Annie (1982)    0 Stars

“The movie of ‘Tomorrow'”

Annie (1982)

Director: John Huston

Cast: Aileen Quinn, Albert Finney, Carol Burnett

Synopsis: A young orphan girl’s adventures in finding a family that will take her.

 

 

 

Annie was a huge hit on Broadway in 1977, but there still seems something odd about making a movie adaptation of it five years later. Despite their popularity in the theatre, old style musicals were distinctly out of favour in the movie business. A major success like Grease might come along every now and then, but they were the exception that proved the rule. Annie, however, with its origins in the comic strip which first saw the light of day back in the 1920s, is a distinct throwback to the musicals of the 1950s, and must have seemed old fashioned even back in 1982. Just as strange is the decision to hire ailing 75-year-old John Huston, who had never before worked on a musical, to be its director. You’d be forgiven for expecting the movie to be an unmitigated disaster but, surprisingly, it’s fairly tolerable entertainment which remains refreshingly free of any saccharine sentiment. And although it never made any money at the box office because of its high production costs, Annie was still the 10th most popular movie of 1982.

11-year-old Aileen Quinn plays the title role of Annie, a lovable orphan who, when we first meet her, lives at a neglected orphanage run by the alcoholic Mrs. Hannigan (Carol Burnett) Given that she’s forever ordering her charges to clean the place as punishment for not being miserable enough, it’s surprising just how grimy the orphanage is. It’s also mystifying just how an obvious lush like Hannigan could hold down a job in which she’s responsible for the lives of a dozen or more kids. Anyway, although life’s pretty miserable at the orphanage, the girls keep their spirits up by singing such jaunty numbers as ‘It’s the Hard-Knock Life,’ much to Hannigan’s annoyance.
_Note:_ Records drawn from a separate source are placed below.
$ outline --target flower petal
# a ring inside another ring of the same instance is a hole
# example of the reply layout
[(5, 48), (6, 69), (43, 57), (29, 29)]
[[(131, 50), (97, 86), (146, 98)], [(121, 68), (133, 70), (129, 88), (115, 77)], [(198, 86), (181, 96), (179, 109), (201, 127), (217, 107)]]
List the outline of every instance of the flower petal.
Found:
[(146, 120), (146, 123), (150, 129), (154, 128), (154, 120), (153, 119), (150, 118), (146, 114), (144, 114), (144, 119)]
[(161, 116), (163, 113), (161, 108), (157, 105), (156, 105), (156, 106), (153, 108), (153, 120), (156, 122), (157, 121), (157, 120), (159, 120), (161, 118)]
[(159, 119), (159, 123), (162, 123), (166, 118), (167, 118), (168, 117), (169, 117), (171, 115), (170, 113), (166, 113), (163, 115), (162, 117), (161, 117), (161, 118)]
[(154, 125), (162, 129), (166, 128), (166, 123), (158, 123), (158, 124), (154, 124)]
One day, the orphanage is visited by Grace Farrell (Ann Reinking), the personal secretary of the billionaire ‘Daddy’ Oliver Warbucks (a shaven-headed Albert Finney) who essentially wants to rent an orphan for one week. Over the protests of Hannigan, Grace selects Annie, who soon finds herself living in the lap of luxury at Warbucks’ palatial mansion. And it’s not long before she’s melting the hard-headed industrialist’s heart. However, when he tells Annie that he wants to adopt her, she is unexpectedly reluctant, and explains that she still harbours hopes of being reunited with the parents who left her at the orphanage when she was a babe. Overcoming his disappointment, Warbuck orchestrates a national publicity campaign in a bid to locate them. Unfortunately, his offer of $50,000 to the couple backfires when thousands of chancers turn up at his mansion posing as her long-lost mother and father.

The 1930s setting of Annie serves even further to deceive the viewer into believing they’re watching some glossy musical from a bygone era — which, technically, we are, but you know what I mean — particularly given the terrific job made of recreating depression-era America’s city streets and the urchins who inhabited them. But for all the money that has clearly been spent on it, the movie lacks a heart, and its ordinary story prevents us from growing too close to the characters. Certainly, none of the adults receive enough screen time to develop really memorable characters, and simply seem to be satellites caught in an orbit around the title character. Quinn does a capable job of playing Annie without getting too cute about it, and Burnett savours the showiest role as the execrable Mrs Hannigan, but the rest of the cast — including the usually reliable Mr. Finney — tend to blend into the background.